Sorry for the delay in answering, it’s been a very busy couple of weeks.
The advice I give to students that come to my course is that you should adopt a media-type if and only if the content model in that media type matches what you’re trying to do. If you want simple file access, HTTP is enough as it already has all the semantics necessary for managing files, minus collections. That you can get by implementing a subset of webdav for example.
Alternatively, collection of files may map well to Atom feeds, provided you have all the metadata needed for the feed to be useful to any atom feed reader and not just your own. It’s the genericity of processing rule, reuse a generic type and advertise yourself as it if and only if someone can do useful stuff without knowing anything about your extensions or how you provide them.
GData or OData suffer a lot from not respecting that genericity rule, and make those media types difficult to handle and create without reusing the code that the two vendors responsible for those techs provide.
As for CRUD, HTTP is not designed for CRUD, it has different semantics: identification of the subject of an operation is not in the body, it’s the resource uri, and while POST *can* be used for the Create (and many other things), PUT means “Save at the URI”, which may be a create or an update / overwrite.

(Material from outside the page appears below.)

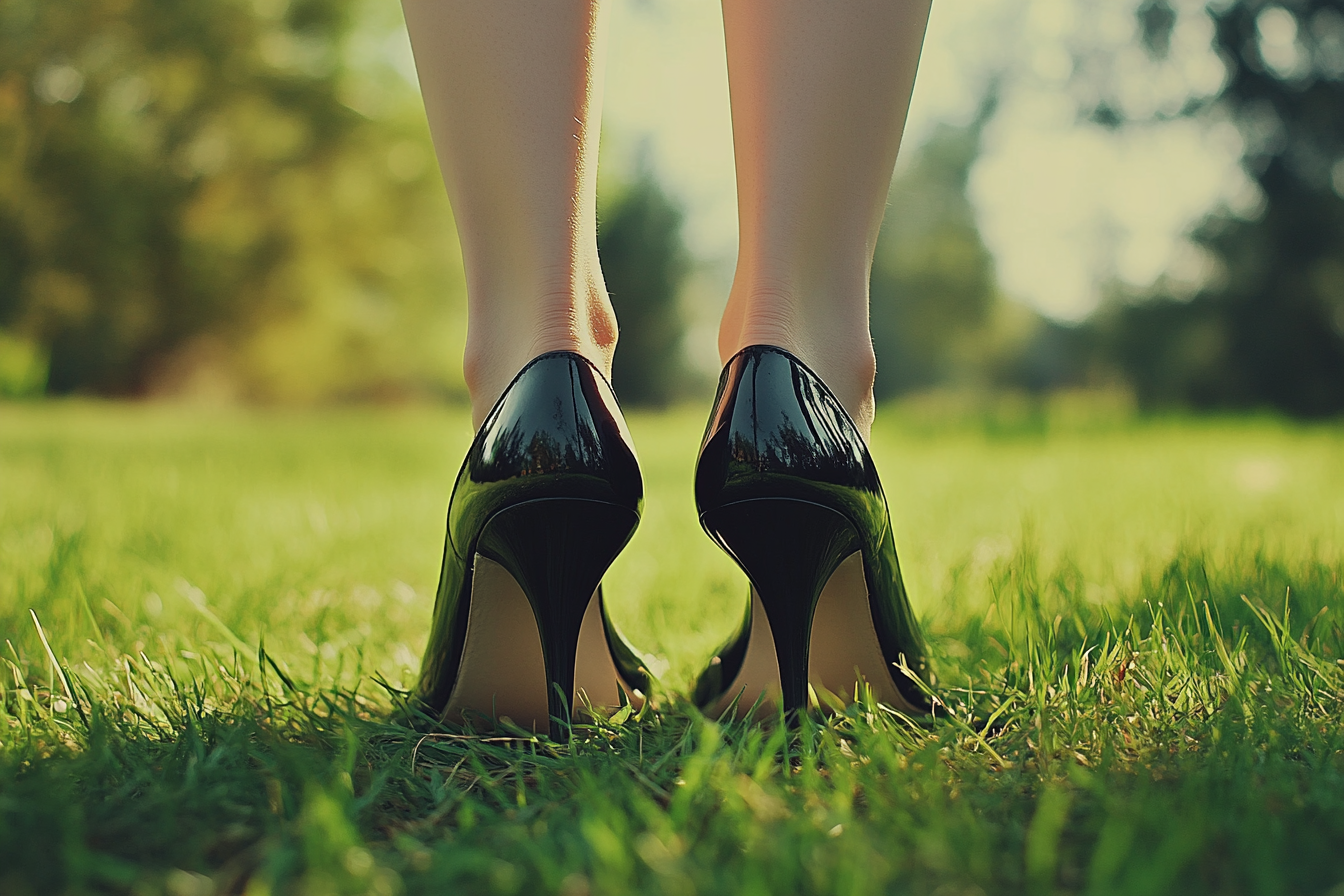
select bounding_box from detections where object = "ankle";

In general I tend to try and model things by reusing as much as I can of the standard stacks and limit my custom extensions to where they are absolutely needed, and if I do need a custom media type (which you would always need for json, as it hasn’t got any content model to speak of), then I always mint a fresh Media Type Identifier.
From: open...@googlegroups.com [mailto:open...@googlegroups.com] On Behalf Of mark Kharitonov
Sent: 26 June 2011 20:52
To: open...@googlegroups.com
Subject: [openrasta] Ad hoc protocol vs adopting APP, Google Data or another existing (and well known) protocol - advice needed.
Dear ladies and sirs.
I intend to port our client-server to the REST technology. There are many questions, one of which is the high level protocol exposed by the server. Our server basically supports the following types of actions:
1. CRUD
2. Synchronous commands - the command result is ready immediately and is returned in the response.
3. Asynchronous commands - the command triggers some action, which takes time (potentially days) and it is the client's responsibility to continuously poll the server until the command action is completed.